How Being Proactive Can Prevent Sharps Injuries
Being proactive can help prevent sharps injuries before they happen. By preventing injuries, a medical establishment is likely to make staff and patients feel safer, increase moral and productivity, and save money that would have otherwise been spent in the case of an injury. Injuries from medical sharps can be expensive and pose a significant burden anywhere sharps are present with both immediate and ongoing costs. To summarise the costs:
IMMEDIATE COST
The immediate and ongoing treatment costs of sharps injuries vary depending on if the injury is a complicated or uncomplicated sharps injury. As expected, complicated injuries are less frequent but cost significantly more money. They include laceration of a digital nerve, artery or tendon, and infection of a blood-borne disease such as Hepatitis B, Hepatitis C, and HIV.
HIDDEN COST
The “hidden” costs of a sharps injury can include legal fees, worker’s compensation, and fines should an institution be found non-compliant.
HUMAN COST
The “human” costs refer to the non-financial costs on the healthcare worker affected by the sharps injury, such as personal distress to both them and their family.
SOCIAL COST
The “social” costs refer to further costs to the institution where the sharps injury occurs, particularly in Human Resources. These include recruitment to cover or replace the injured worker, and reduced staff morale and patient confidence in their institution.
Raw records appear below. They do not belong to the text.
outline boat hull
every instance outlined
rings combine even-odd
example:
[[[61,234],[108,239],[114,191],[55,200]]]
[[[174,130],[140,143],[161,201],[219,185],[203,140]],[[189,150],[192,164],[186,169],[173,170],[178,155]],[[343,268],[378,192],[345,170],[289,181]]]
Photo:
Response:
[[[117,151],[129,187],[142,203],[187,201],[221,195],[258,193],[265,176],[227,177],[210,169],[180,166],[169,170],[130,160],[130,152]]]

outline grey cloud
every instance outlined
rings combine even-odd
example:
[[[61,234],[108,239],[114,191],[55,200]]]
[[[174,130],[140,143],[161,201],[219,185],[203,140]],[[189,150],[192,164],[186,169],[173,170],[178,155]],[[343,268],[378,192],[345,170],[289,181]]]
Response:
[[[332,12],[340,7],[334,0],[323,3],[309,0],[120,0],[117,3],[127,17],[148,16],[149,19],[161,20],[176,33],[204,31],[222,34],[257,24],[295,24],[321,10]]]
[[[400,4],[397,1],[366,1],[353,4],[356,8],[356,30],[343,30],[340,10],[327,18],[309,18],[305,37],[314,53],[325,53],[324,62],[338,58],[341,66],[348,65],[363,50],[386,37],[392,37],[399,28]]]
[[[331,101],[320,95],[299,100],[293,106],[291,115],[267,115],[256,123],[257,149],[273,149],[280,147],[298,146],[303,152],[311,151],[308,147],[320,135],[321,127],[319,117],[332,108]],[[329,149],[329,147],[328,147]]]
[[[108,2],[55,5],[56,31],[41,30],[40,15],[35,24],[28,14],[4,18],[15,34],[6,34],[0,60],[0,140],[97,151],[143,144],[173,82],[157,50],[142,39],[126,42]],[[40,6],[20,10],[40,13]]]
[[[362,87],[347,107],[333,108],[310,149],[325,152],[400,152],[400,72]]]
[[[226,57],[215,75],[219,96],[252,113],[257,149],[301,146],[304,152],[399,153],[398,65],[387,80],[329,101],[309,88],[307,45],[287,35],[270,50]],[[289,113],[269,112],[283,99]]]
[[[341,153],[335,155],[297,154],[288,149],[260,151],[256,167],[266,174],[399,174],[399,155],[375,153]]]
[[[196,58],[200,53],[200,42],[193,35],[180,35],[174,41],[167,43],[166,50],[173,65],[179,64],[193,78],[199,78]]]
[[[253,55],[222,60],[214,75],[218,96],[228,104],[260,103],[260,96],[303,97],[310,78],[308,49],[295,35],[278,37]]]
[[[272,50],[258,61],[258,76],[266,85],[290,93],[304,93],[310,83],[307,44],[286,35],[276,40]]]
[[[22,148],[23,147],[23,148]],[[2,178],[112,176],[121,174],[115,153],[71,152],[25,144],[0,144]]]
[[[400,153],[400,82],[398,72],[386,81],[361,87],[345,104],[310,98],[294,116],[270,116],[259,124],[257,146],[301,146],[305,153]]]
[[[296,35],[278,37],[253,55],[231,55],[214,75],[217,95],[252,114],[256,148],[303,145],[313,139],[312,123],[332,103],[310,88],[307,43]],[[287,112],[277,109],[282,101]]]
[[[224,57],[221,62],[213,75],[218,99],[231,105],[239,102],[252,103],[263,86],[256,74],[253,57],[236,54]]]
Being proactive is the best way for an establishment to prevent these unnecessary costs and injuries. Establishments can do a number of things to be proactive in reducing sharps injuries:
PROACTIVE TIP – PASSIVE SAFETY DEVICES
Using passive safety devices as opposed to active safety devices is a very important step to being proactive and reducing sharps injuries. Passive safety devices such as the Qlicksmart BladeFLASK can prevent up to 5 times more injuries than a safety scalpel when used together with a hands-free passing technique. See our blog on “Why You Should Be Using Passive Safety Devices” for more information about how passive safety can reduce sharps injuries before they happen.
PROACTIVE TIP – CULTURE
Creating a culture of safety is an essential foundation to both delivering safe and reliable care and ensuring that patient safety and staff safety are at the center of all care delivered. A “no blame culture” in which staff are encouraged to admit to mistakes and near misses in order to learn, share good practices, and avoid similar incidents in the future is huge step that establishments can take towards being proactive and reducing injuries. This way, their staff are given the opportunity to learn and reduce injuries as opposed to staying silent and putting themselves and others at risk.
PROACTIVE TIP – COMPLIANCE
One third of hospital trusts in England were found to be failing to comply with safety regulations (HSE, 2016) designed to reduce the risk of sharps injuries to nurses and other frontline staff. Sharps injuries could dramatically decrease, just by making every hospital or other medical establishment compliant with regulations before injuries occur.
Employing even one of these preventative techniques can make a medical establishment proactive in preventing sharps injuries, saving time, money and lives.